We'll use some bash variables to avoid repeating paths below:
.. code-block:: bash
MODEL_DIR=outputs/chickadee/cropzoom
DETECTOR_MODEL=detector_0
POSE_MODEL=pose_supervised_0
Training script
---------------
.. code-block:: bash
#!/bin/bash
# Train the detector model.
litpose train config.yaml --output_dir $MODEL_DIR/$DETECTOR_MODEL
# Predict on training data with the detector model.
litpose predict $MODEL_DIR/$DETECTOR_MODEL data/CollectedData.csv
# Create bounding boxes from detector predictions.
# Use --crop_ratio (default) or --crop_size to control bounding box size.
litpose create_bbox $MODEL_DIR/$DETECTOR_MODEL data/CollectedData.csv
# Crop images for pose model training.
litpose crop $MODEL_DIR/$DETECTOR_MODEL data/CollectedData.csv
# Train the pose model.
litpose train config.yaml --output_dir $MODEL_DIR/$POSE_MODEL \
--detector_model $MODEL_DIR/$DETECTOR_MODEL
For command-line options of the commands used above, see
:ref:`Create bbox ` and :ref:`Crop `.
.. _prediction-on-videos:
Prediction on videos
--------------------
.. tab-set::
.. tab-item:: Predict from cropped videos
**Pros**
- Intermediate cropped videos are stored on disk, making it straightforward to
inspect each stage of the pipeline and diagnose potential issues in the detector
or pose estimator.
**Cons**
- Cropped videos are written to disk, requiring additional storage and compute.
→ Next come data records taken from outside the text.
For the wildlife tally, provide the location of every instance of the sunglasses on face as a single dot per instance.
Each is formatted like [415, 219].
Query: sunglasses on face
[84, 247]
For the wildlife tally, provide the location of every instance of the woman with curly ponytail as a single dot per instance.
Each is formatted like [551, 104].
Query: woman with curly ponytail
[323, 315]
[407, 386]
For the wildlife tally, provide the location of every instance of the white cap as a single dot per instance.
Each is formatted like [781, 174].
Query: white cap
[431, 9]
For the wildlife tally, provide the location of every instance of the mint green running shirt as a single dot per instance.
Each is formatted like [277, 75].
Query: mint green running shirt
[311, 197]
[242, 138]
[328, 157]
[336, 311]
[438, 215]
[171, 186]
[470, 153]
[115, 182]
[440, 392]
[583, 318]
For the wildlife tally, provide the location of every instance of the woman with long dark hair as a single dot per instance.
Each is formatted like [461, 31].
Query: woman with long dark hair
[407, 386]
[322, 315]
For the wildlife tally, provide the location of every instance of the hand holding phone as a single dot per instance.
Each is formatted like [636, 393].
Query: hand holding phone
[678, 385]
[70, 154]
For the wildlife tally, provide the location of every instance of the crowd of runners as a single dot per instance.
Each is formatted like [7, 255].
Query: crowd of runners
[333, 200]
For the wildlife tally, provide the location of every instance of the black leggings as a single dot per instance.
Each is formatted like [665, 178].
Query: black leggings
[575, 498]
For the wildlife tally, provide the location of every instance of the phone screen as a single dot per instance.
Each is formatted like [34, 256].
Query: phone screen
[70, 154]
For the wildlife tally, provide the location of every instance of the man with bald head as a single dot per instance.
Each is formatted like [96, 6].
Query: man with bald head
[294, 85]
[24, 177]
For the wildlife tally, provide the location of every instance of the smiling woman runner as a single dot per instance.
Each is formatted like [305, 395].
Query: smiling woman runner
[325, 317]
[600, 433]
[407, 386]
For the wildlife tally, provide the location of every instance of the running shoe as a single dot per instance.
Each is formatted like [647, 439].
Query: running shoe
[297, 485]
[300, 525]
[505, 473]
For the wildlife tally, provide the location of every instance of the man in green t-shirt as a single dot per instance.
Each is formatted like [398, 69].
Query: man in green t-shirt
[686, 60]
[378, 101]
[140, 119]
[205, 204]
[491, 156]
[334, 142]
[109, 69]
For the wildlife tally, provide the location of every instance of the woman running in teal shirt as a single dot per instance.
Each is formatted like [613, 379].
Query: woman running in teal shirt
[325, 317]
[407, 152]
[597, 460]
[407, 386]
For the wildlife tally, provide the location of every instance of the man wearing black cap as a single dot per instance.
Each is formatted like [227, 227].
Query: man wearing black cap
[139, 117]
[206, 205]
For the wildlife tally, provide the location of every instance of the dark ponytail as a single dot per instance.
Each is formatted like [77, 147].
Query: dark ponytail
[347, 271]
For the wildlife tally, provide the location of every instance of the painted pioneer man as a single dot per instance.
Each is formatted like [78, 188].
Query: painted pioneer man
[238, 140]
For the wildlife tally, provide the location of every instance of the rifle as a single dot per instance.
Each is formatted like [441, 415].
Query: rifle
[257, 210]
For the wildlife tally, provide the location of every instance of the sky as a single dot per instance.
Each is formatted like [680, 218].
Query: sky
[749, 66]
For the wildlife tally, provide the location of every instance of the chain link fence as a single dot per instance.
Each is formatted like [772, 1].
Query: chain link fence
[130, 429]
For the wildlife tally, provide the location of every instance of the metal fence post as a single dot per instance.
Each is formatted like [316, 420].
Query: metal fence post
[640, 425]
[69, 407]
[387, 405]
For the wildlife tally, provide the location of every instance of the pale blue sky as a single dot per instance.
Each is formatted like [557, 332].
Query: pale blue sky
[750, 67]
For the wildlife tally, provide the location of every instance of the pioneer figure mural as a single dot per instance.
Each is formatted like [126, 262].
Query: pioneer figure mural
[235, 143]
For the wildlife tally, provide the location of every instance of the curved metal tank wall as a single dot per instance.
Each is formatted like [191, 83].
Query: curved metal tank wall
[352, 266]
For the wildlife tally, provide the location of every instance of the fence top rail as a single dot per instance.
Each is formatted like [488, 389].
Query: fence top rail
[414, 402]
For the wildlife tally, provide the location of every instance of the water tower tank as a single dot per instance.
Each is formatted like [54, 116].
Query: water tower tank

- An extra remap step is needed to convert predictions back to the original
coordinate space.
.. code-block:: bash
#!/bin/bash
litpose predict $MODEL_DIR/$DETECTOR_MODEL data/videos/test_vid.mp4
litpose create_bbox $MODEL_DIR/$DETECTOR_MODEL data/videos/test_vid.mp4
# Optional: smooth bboxes before cropping.
litpose smooth_bbox $MODEL_DIR/$DETECTOR_MODEL/video_preds \
--output_dir $MODEL_DIR/$DETECTOR_MODEL/video_preds/bboxes_smooth
# Crop using raw bboxes (default):
litpose crop $MODEL_DIR/$DETECTOR_MODEL data/videos/test_vid.mp4
# Or crop using smoothed bboxes:
litpose crop $MODEL_DIR/$DETECTOR_MODEL data/videos/test_vid.mp4 \
--bbox_dir $MODEL_DIR/$DETECTOR_MODEL/video_preds/bboxes_smooth
litpose predict $MODEL_DIR/$POSE_MODEL \
$MODEL_DIR/$DETECTOR_MODEL/cropped_videos/cropped_test_vid.mp4
litpose remap $MODEL_DIR/$POSE_MODEL/video_preds/cropped_test_vid.csv \
$MODEL_DIR/$DETECTOR_MODEL/video_preds/test_vid_bbox.csv
.. tab-item:: Predict from original videos
**Pros**
- Runs entirely in memory — no intermediate cropped files are written to disk.
- Predictions are returned in the original coordinate space; no remap step is needed.
**Cons**
- Without intermediate cropped files, it is harder to inspect the detector output
or diagnose issues at each stage of the pipeline.
.. code-block:: bash
#!/bin/bash
litpose predict $MODEL_DIR/$DETECTOR_MODEL data/videos/test_vid.mp4
litpose create_bbox $MODEL_DIR/$DETECTOR_MODEL data/videos/test_vid.mp4
# Optional: smooth bboxes.
litpose smooth_bbox $MODEL_DIR/$DETECTOR_MODEL/video_preds \
--output_dir $MODEL_DIR/$DETECTOR_MODEL/video_preds/bboxes_smooth
# Predict using raw bboxes:
litpose predict $MODEL_DIR/$POSE_MODEL data/videos/test_vid.mp4 \
--bbox_dir $MODEL_DIR/$DETECTOR_MODEL/video_preds
# Or predict using smoothed bboxes:
litpose predict $MODEL_DIR/$POSE_MODEL data/videos/test_vid.mp4 \
--bbox_dir $MODEL_DIR/$DETECTOR_MODEL/video_preds/bboxes_smooth
For detailed command-line options, see :ref:`Create bbox `,
:ref:`Smooth bbox `, :ref:`Crop `, and :ref:`Remap `.
Limitations
===========
* Pose models do not yet support PCA Multiview loss.